Comment construisez-vous vos romans ? Savez-vous à l’avance comment vos personnages vont évoluer ? Savez-vous dès le départ comment l’histoire va se terminer ?
Thibault Vermot ne fait pas de plan, il a juste un horizon et les personnages se développent au fil de l’histoire. Il explique qu’il y a 40% d’inconscient dans l’écriture.

Ce texte fait écho à l’actualité anglaise et française de 2019, avec une incursion dans une Europe au bord de l’effondrement (attaques terroristes, fermeture des frontières) : quel message voulez-vous faire passer à vos lecteurs ?
Tout ce qui se passe dans Colorado Train peut symboliquement faire écho à l’actualité d’aujourd’hui. C’est moins vrai pour Fraternidad où il y a quand même un passage au début qui est un clin d’œil à 1984 et qui montre que ce qui est décrit dans ce roman reste d’actualité. De plus dans Fraternidad, les lieux sont bizarres (c’est le cas dans tous ses romans en fait) : ce sont des lieux réels : Exeter, Paris, etc. mais qui sont largement fantasmés et « fantasmagorés ». Finalement, même si le livre aborde beaucoup de thématiques d’actualité, Thibault Vermot écrit des livres pour raconter des histoires avant tout et pas pour parler d’actualité.

Fraternidad : quelle traduction choisissez-vous ? Confrérie ? Fraternité ? Ou les deux ?
Plutôt fraternité, même s’il n’a pas vraiment réfléchi à la question.

Vous avez fait un énorme travail sur la langue du texte : choix particulier de mots souvent désuets, aimez-vous jouer avec les mots ? La langue et le style apportent énormément à l’atmosphère de ce roman, qui peut passer du poétique à l’argot issu du XVIIe siècle mais aussi emprunter au langage du 21e siècle : pouvez-vous nous en dire plus sur cette démarche d’écriture ?
L’écriture en alexandrins n’a pas été particulièrement difficile, même si elle n’a pas été naturelle non plus : Thibault Vermot a surtout essayé de travailler sur le rythme et la musicalité.
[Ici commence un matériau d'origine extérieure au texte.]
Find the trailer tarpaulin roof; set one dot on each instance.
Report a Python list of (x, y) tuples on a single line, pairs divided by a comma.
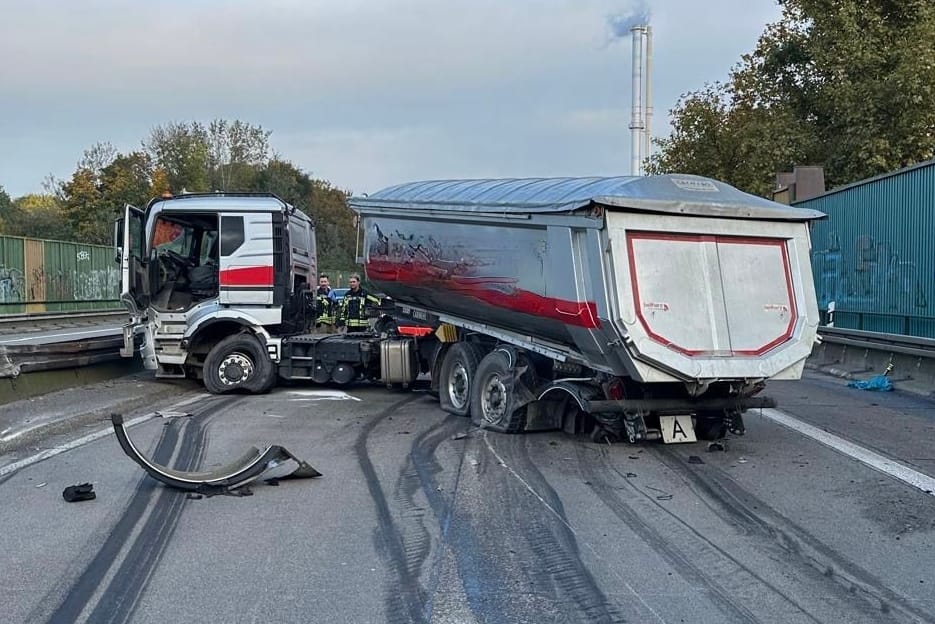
[(680, 194)]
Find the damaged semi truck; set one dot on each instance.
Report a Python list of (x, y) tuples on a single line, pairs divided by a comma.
[(641, 308)]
Il y a aussi beaucoup de vers blancs que ce soit dans Fraternidad mais aussi dans Colorado Train. Thibault Vermot a aussi pris beaucoup de plaisir à écrire dans un style dix-septième siècle et a fait un travail intéressant sur le lexique de cette période (le travail de l’éditeur ici était surtout de rendre le texte plus digeste en supprimant les points virgules et en ajoutant des points).

Il vous a fallu moins d’un an (de mars 2018 à février 2019) pour écrire ce texte. Comment avez-vous procédé ? Vous vous mettiez « des astreintes » du genre tant de pages par jour ou votre plume est-elle plus libre ou Tibo attendait-il un nombre de pages précis ?
Fraternidad a été écrit en 9 mois et le dernier mois a été le plus intense parce que Thibault Vermot voulait ajouter une dernière péripétie à laquelle il n’avait pas pensé avant. Il écrivait la nuit, même s’il était fatigué, et s’était fixé un nombre de mots minimum à écrire chaque jour (il y avait parfois des mauvais jours où il n’écrivait presque pas et d’autres où il écrivait 2000 mots en un coup). La date de rendu était indiqué dans le contrat, mais c’était plus une approximation : Tibo Bérard voulait juste avoir suffisamment de temps pour retravailler le texte avant de le publier.